Saturday, October 16, 2010

It has been a year and two months since I made the decision to move here to Iowa. It has been an up and down year but God is still faithful and just. Alex is doing well in school still and had even tried out for the OPUS choir. She didn't make it but the choir teacher enjoys her voice and ambition. It is hard to believe she is in the 5th grade already. Work is going well for me here as well. I love my co-workers dearly.

Now that it is getting colder I haven't been walking very much but I do workout twice a week for half an hour at a time. I am getting frustrated cause now that I am at a smaller size the weight isn't coming off as fast as I would like. I am trying to be ok with it but it is hard because I have not mastered the mental issue. I should be happy that I have lost 85 pounds in less than a year which some people can't even do that. I am happy most days but then I see myself as my 300 pound person and get discouraged but I am working at it.

I have several bets on the line that I am stubborn to prove people wrong. The bet is that I would not go back home to IN til Christmas. I have a whole outfit and several pops on the line. I have gotten through 44 days and have 69 to go. I don't know if I can make it but I am gonna for sure try. It helps that I have volunteered to work some Saturdays since work needed someone. It helps me stay in town.

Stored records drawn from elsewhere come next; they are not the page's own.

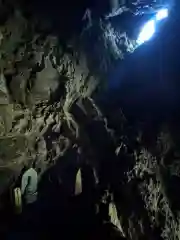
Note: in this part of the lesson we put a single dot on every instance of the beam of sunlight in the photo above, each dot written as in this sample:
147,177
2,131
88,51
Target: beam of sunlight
147,32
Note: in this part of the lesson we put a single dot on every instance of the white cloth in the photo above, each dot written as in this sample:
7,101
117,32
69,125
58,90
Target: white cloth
29,184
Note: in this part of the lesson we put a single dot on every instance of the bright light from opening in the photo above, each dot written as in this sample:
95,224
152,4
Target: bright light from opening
147,32
161,14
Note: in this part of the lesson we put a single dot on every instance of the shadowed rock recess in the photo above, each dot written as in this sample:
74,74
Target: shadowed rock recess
117,178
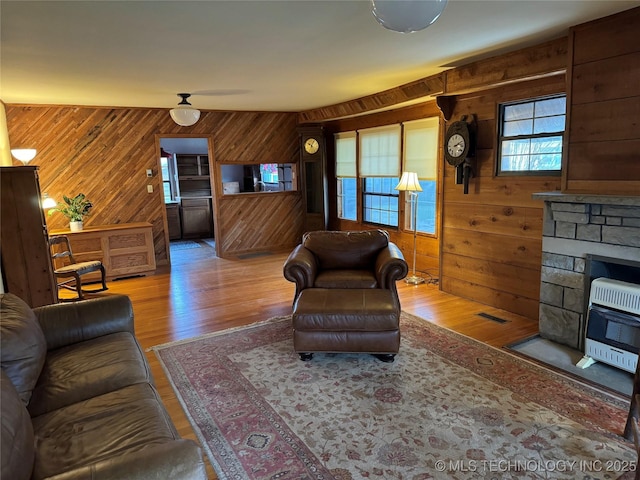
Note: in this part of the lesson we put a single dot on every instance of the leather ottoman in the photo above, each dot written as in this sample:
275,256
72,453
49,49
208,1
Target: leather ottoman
357,320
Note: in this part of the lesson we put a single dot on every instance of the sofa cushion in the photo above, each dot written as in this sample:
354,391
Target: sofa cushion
17,434
100,429
345,279
23,346
87,369
343,249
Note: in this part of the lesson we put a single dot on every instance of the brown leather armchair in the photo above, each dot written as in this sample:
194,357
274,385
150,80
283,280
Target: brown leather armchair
346,259
346,298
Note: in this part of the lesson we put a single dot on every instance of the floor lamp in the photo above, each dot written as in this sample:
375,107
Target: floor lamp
409,183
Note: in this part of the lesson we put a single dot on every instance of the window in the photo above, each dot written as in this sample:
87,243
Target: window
346,175
531,136
421,156
379,164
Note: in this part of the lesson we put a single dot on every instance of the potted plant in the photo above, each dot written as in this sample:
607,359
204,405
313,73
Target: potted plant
75,209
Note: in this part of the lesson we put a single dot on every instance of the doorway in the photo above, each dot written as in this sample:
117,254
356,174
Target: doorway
186,170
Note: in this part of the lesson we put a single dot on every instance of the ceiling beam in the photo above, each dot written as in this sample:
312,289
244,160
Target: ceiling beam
542,60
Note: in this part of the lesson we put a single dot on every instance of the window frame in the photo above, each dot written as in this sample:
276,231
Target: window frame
380,195
501,138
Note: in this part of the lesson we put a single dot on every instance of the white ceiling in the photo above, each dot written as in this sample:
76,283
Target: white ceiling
252,55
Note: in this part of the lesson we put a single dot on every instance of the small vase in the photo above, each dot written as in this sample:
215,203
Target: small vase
75,226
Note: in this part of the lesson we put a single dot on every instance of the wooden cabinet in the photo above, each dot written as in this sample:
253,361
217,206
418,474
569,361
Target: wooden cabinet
193,176
196,218
173,221
27,270
126,249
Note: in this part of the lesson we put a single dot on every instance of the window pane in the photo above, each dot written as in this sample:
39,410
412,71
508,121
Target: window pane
551,106
426,213
520,127
380,151
517,112
531,135
516,147
515,163
546,145
380,201
347,205
549,124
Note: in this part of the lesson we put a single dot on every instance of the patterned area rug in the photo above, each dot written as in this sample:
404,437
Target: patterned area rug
448,407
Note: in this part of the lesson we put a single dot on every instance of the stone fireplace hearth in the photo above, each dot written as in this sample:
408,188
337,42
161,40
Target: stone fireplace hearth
577,227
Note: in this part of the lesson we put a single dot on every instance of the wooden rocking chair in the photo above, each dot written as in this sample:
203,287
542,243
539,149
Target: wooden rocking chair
68,274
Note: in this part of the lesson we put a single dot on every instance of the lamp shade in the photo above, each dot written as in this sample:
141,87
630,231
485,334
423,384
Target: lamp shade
25,155
184,114
409,182
407,16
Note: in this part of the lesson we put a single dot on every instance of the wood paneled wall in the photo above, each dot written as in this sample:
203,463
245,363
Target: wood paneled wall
105,152
602,150
492,237
489,243
427,246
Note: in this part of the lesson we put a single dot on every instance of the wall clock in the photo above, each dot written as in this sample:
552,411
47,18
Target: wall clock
457,143
311,146
459,146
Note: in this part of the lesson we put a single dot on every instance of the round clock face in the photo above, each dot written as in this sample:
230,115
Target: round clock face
311,146
456,145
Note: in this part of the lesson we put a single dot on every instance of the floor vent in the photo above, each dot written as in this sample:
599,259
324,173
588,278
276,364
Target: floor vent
492,318
245,256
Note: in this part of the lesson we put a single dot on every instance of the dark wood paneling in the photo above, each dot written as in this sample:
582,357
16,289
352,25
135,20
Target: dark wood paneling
492,237
513,250
105,152
255,137
416,90
601,153
621,74
268,221
605,161
516,280
499,219
524,306
619,37
525,64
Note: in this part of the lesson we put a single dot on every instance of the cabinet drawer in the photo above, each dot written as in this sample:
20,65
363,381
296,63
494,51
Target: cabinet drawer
195,202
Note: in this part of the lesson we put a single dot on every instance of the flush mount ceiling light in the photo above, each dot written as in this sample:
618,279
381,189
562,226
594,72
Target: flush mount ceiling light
407,16
184,114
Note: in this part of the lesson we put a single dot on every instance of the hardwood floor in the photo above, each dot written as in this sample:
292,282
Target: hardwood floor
202,293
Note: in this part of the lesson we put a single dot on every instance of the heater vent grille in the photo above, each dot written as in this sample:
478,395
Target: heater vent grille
616,294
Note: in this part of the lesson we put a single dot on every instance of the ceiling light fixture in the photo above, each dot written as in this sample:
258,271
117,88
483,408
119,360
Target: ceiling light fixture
25,155
407,16
184,114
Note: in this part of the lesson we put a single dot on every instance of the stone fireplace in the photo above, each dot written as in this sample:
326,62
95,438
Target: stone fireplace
578,229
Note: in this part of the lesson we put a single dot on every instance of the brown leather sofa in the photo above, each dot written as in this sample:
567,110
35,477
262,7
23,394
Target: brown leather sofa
78,400
346,298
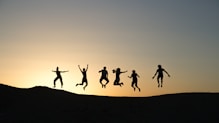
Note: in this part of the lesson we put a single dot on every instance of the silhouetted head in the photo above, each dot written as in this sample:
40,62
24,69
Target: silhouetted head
159,66
118,69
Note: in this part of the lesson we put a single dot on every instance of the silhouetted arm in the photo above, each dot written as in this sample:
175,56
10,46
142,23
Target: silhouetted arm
87,67
64,71
79,68
124,72
167,73
154,75
130,76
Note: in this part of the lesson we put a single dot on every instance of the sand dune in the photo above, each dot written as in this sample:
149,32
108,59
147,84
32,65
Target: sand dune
42,104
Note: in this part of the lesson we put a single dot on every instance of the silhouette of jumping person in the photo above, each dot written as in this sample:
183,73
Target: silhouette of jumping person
134,76
117,80
58,73
84,79
160,71
104,76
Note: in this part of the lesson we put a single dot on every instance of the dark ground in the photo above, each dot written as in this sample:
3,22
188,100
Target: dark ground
42,104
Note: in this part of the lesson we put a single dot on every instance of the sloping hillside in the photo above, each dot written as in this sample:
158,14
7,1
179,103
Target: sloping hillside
42,104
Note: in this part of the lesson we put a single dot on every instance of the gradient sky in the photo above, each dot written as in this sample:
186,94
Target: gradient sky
36,36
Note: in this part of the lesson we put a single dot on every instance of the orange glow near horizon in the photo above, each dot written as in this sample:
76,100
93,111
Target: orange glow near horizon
38,36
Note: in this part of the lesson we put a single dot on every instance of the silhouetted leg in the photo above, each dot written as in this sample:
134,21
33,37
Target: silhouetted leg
158,82
61,82
55,81
107,81
137,87
161,81
85,85
133,86
101,79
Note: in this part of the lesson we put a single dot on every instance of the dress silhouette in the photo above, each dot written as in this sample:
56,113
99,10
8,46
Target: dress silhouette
84,79
58,73
134,77
117,80
160,71
104,76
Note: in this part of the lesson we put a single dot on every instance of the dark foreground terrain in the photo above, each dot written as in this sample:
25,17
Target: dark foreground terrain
42,104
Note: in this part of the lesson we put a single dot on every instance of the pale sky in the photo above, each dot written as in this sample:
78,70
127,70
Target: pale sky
182,35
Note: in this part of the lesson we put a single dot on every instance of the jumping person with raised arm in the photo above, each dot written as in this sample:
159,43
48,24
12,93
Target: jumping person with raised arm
58,73
160,71
84,79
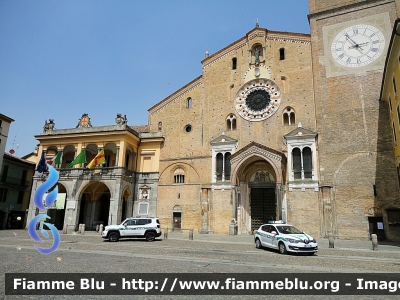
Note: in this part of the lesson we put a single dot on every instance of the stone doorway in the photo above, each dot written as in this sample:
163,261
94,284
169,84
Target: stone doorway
376,227
263,206
177,219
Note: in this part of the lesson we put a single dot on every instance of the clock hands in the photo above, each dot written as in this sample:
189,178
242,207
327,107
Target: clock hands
359,45
355,45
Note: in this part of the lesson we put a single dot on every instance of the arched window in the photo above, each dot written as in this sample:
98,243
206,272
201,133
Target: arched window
220,166
284,84
307,163
282,54
234,60
223,167
4,173
289,116
296,163
302,163
231,122
179,175
227,165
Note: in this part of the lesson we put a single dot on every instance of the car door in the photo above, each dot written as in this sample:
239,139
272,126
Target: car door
130,228
264,236
141,228
274,234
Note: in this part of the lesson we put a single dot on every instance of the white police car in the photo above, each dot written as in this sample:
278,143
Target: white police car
285,238
140,227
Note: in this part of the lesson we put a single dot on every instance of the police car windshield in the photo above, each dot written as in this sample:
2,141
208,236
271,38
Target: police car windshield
288,230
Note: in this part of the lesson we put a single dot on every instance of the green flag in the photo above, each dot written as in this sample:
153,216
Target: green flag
80,159
56,160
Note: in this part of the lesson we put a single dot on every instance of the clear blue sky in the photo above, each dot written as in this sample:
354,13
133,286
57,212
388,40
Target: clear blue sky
60,59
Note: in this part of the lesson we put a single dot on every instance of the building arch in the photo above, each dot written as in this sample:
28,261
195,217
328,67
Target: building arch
191,174
94,205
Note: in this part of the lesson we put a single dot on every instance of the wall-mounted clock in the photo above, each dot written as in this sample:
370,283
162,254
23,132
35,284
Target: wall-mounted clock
356,46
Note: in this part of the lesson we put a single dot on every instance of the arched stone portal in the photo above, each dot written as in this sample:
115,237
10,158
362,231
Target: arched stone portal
57,213
258,173
94,205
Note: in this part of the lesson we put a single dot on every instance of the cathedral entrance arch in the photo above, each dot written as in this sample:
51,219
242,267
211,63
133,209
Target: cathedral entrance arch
257,174
57,211
94,205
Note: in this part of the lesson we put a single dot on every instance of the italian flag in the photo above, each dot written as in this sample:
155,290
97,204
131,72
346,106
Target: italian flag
98,160
56,160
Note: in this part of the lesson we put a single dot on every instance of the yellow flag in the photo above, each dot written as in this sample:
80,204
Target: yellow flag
98,160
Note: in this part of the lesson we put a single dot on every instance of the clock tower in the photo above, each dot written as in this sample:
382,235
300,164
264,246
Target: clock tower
349,42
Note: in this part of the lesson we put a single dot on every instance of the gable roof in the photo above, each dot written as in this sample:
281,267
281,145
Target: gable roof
300,131
276,153
223,139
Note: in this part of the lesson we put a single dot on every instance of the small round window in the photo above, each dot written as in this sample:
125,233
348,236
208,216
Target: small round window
188,128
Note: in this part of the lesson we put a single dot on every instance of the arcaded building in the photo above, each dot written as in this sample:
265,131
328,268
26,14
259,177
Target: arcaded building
278,126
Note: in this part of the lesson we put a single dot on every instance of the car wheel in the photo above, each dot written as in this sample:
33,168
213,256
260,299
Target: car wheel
282,248
150,236
258,244
113,236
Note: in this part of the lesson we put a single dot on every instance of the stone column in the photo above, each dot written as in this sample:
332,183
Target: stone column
279,201
71,217
233,228
204,211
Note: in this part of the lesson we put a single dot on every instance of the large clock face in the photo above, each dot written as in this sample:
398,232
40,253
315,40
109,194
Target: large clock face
258,99
357,45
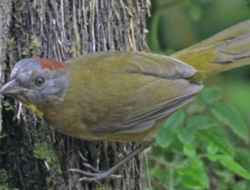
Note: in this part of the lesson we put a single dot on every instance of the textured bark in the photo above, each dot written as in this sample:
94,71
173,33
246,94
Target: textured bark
4,21
34,156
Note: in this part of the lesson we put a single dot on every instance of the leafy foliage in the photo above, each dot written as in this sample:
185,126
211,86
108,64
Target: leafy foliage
193,147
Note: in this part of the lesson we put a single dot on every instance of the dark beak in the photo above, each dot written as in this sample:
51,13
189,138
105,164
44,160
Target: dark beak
11,88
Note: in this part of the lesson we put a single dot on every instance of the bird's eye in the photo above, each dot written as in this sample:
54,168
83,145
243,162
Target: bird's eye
39,81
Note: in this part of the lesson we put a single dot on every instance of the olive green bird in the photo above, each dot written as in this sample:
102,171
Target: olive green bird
123,96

It was nice on Alex's and my night to see another Colts fan. I stopped him and his family to ask You don't see many Colts fans here are you originally from IN? He said yes, but my wife is from IA I moved here 12 years ago. We love it. I agree with him, it is great here but there is also the love of friends and family you leave behind to do what is best for your life. But you just keep in touch and live each day to its fullest.

Today is sweetest day and I couldn't help but to remember my sweeties in life. The memories and the love we share(d). So I am ending this post with saying Happy Sweetest day to all of you I love and are such sweet friends.

Tuesday, August 17, 2010

Good Evening, Just got Alex packed for her first day of Fifth grade tomorrow. She has been waiting all summer for this day. Each day she said I wish school was starting. Where does the time go? She also thinks Iowa as her home. It has not even been a year yet and she gets homesick, or asks can we stay here until atleast I graduate.

I have reached the mid-20's now, losing 68 pounds since Jan 24th. I have about 50 more to lose to be where the doctor wants and about 80 to be where I want. We will see. I have pushed through tough pain with foot but well worth it. I try to walk 5-7 miles a day with some being none due to the pain. I am very thankful to Sarah for helping motivate me and sometimes having me tag along with her. I appreciate her walking my speed so I have company. She is doing great as well.

I am traveling the next few weekends then hope to finally be home and go to my church and just relax. I enjoy driving but there is also a time to just be home and not have craziness around you.

Be praying for my friend Gregg and his family as they still struggle with his heart condition and also financially. Another friend has a sinus infection that seems to be staying too. The pastor I worked under back home his son is in hospital due to serious infection to colon so keep him in your prayers. Continue to pray for my cousin's family as they are grieving the loss of Barb.